Enquanto a discussão se avoluma,
usarei a mesma estória, a fim de construir um paralelo com a espionagem dos
americanos sobre o nosso quintal. Todos estão cansados de saber que a gema das
informações importantes são segredos estratégicos, dentre eles militares,
comerciais, científicos e tecnológicos. Onde estavam os nossos Marcões e Zés
Airtons governamentais, que de maneira leniente nunca pensaram que a chave do
galinheiro não deve ficar sob a guarda da raposa? Agora, que a casa caiu, vão
tomar providências cabíveis?
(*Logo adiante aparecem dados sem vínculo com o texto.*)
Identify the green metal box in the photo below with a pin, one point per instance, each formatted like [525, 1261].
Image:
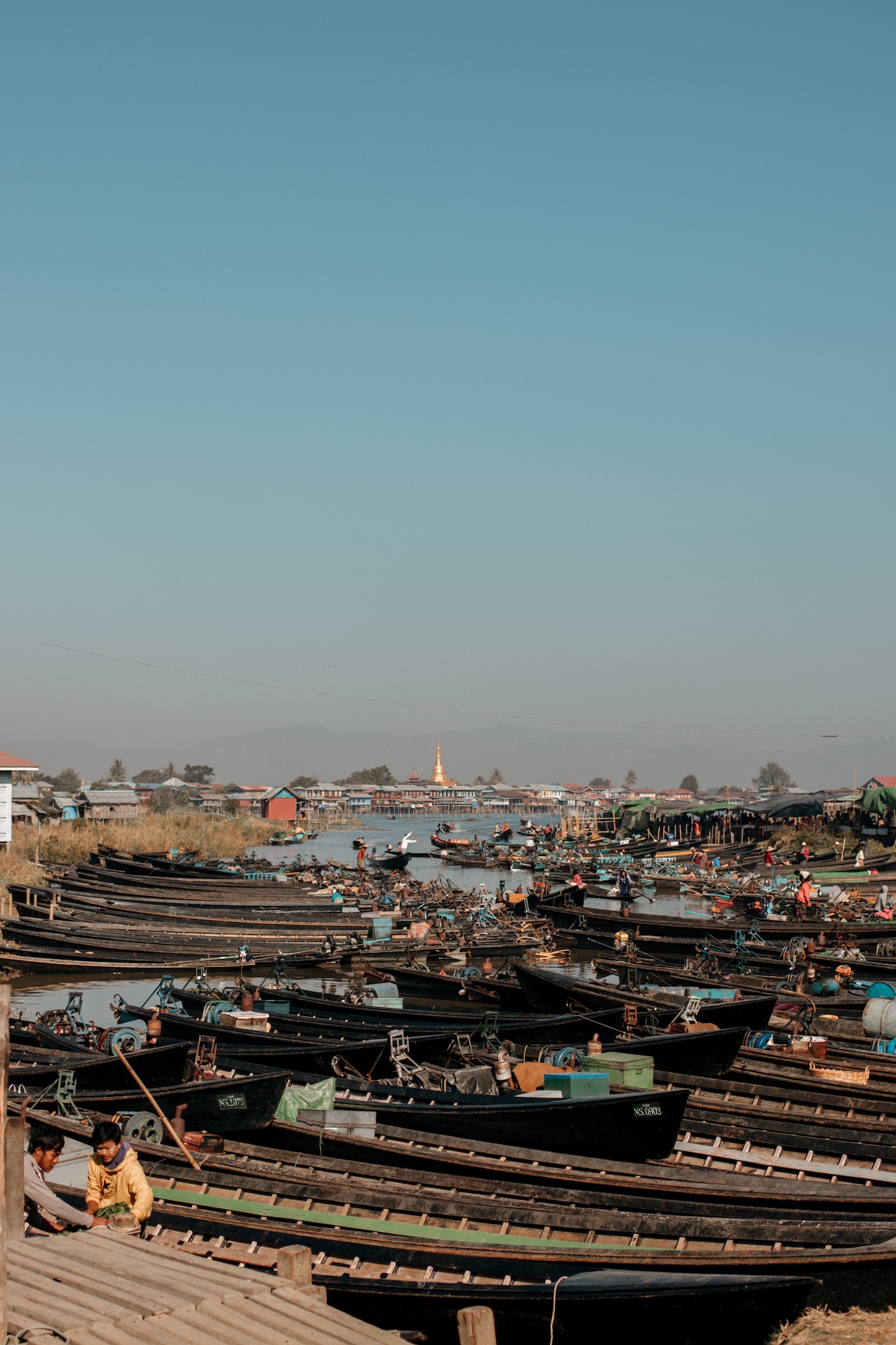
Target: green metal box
[579, 1085]
[630, 1071]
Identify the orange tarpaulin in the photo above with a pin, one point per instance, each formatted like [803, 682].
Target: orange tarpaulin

O Brasil é assim, desde a nossa colonização
sofremos essas ingerências e não aprendemos a nos posicionar fortemente.
Enquanto isso não acontece e continuamos
dormindo eternamente no berço esplêndido, envio meus parabéns para os
americanos, que trabalham em defesa dos seus interesses e uma sonora vaia para
os traidores que recebem nosso voto e gozam da nossa cara, enquanto apenas
fingem que trabalham três dias por semana em interesses pessoais e deixam o
Brasil enfraquecido e à deriva no oceano de incertezas futuras.
ANTÔNIO
KLEBER DOS SANTOS CECÍLIO.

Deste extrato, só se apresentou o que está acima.